Until the Last Breath - Page 40

“That’s two questions.” He laughed.

I frowned, stepping forward and shoving him back against the cushion of the couch. “I don’t give a shit how many questions it is, Max! Why does your ex-girlfriend still have a key to your apartment!?”

“I don’t know, Shannon! I guess I never thought to ask for it back, damn!”

“That should’ve been the first thing you asked for, Max! As soon as you break up with someone, you ask for your shit back!”

“Well, I forgot about it until just now. Why are you acting like this?”

I gave him an obvious look, throwing my hands in the air with exasperation. “Because your ex has way more access to your place than I do! She could walk in here at any given moment and have her way with you! Women like her—I see through them. She’s sneaky and it’s clear she still wants you.”

He sighed and groaned and that really made me angry. He was drunk, yes, but right now he was being a complete asshole.

“You know what?” I shook my head, huffing a laugh as I turned around and picked up my satchel. “I’m out of here. I don’t have time for this.”

Max hopped up, rushing for me and catching me by the elbow before I could make it out the door. “Wait—Shakes, I didn’t even do anything!”

“Don’t call me that,” I seethed, glaring up at him. “Don’t fucking use that name with me right now.”

I snatched my arm out of his hand and turned away.

“Babe,” he called after me as I yanked the door open. I rushed down the hallway, ignoring him. “I’ll get the key back. If that’s what you want, I’ll get it back.”

I spun around, narrowing my eyes at him. “Max, it shouldn’t have even come down to what I want.
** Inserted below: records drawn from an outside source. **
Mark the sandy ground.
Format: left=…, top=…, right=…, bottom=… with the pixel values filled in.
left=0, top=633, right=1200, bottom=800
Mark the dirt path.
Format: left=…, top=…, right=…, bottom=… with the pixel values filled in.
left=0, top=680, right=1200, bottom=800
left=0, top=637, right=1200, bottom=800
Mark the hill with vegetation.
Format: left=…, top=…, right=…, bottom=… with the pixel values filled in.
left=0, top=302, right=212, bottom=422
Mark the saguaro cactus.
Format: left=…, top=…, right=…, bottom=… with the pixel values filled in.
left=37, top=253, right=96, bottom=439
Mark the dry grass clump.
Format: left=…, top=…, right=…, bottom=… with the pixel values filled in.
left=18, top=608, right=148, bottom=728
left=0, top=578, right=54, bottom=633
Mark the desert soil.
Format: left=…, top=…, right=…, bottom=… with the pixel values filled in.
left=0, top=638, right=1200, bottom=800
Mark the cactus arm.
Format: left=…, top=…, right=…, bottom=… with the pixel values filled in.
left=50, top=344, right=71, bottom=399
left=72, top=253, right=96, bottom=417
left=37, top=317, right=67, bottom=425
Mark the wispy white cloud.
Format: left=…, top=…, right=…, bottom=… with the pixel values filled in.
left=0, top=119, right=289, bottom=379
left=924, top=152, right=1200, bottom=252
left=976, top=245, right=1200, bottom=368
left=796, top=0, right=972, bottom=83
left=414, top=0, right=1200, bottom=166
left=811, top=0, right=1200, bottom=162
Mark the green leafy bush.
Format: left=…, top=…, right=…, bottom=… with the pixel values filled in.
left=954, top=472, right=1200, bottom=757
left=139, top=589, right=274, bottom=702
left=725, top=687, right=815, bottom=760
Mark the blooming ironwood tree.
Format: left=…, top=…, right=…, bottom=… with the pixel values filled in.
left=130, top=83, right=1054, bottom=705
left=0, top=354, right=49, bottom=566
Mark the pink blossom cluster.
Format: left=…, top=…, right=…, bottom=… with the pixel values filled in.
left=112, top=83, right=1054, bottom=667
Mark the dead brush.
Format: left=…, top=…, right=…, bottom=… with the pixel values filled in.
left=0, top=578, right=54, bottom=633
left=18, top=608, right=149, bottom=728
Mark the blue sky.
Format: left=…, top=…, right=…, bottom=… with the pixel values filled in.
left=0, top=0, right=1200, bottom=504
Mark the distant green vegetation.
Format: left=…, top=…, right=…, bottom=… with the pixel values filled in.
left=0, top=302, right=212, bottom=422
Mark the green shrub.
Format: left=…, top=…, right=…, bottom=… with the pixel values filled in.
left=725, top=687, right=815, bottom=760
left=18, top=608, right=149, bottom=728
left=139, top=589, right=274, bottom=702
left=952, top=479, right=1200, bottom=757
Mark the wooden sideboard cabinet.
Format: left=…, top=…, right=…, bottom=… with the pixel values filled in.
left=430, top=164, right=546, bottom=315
I come here every fucking night and I have to knock on the door. She comes by and can just waltz right into your place and treat it like her own. How is that fair to me when I’m supposed to be your girlfriend now?”

He stared down at me, speechless. Max wasn’t always great at explaining or defending himself. I think he’d grown accustomed to not giving a fuck and shrugging everything off in his previous relationships, but I wasn’t those girls.

With me, it was different and he knew it. I was glad that he was willing to change for me, but he just wasn’t quite there yet. It was his birthday and I felt horrible for ruining it, but I had too much pride and too much respect for myself to stay.

I blew out a sigh and then stood on my toes, placing a kiss on his cheek.

“Maybe you’ll get where I’m coming from when you’re sober. Until then, enjoy yourself, Max. Have a good night.” I walked away, catching myself before I could make it to the stairs. “Oh, and happy birthday.”

Still confused, he stood in the middle of the hallway, calling after me, begging me to come back. A good girlfriend would’ve tried to work it out the same night, but I wasn’t a good girlfriend. In fact, I am ashamed to admit I was a horrible one.

I can admit that back then, I wasn’t always the greatest partner to have. I figured since he was my boyfriend, that he had to do whatever it took to make me happy again. It was his job to make me happy.

Happy girl, happy world, right?

I was Max’s longest relationship. We’d been at it for five months and there were hardly any dull moments.

He loved that—that feeling of being comfortable with someone. Happy with them. Adoring every aspect of them just as they do the same to you.

But the problem was he was still learning, and I was already ahead. He had a lot of catching up to do and I didn’t know if I had the patience for it.

After all I’d been through, being patient for something that I wanted to happen never worked out. When I wanted or expected something I wanted or expected it in that exact moment.

Not months or years later.

Not tomorrow.

Not within the next hour.

Right fucking now.

I didn’t hear from Max the rest of the night, and it kind of pissed me off. No calls or voicemails. No apology texts. Nothing. I figured he either drank himself into oblivion while eating cake and passed out or just passed out period.

I went to work the following night, agitated and on edge. I was still upset because I hadn’t heard from him. He had a shift behind the bar with me and I wasn’t looking forward to it because at least he’d be sober and aware while working.

I got there first. He showed up minutes later, stepping behind the counter and rubbing his hands together, ready to tackle the night.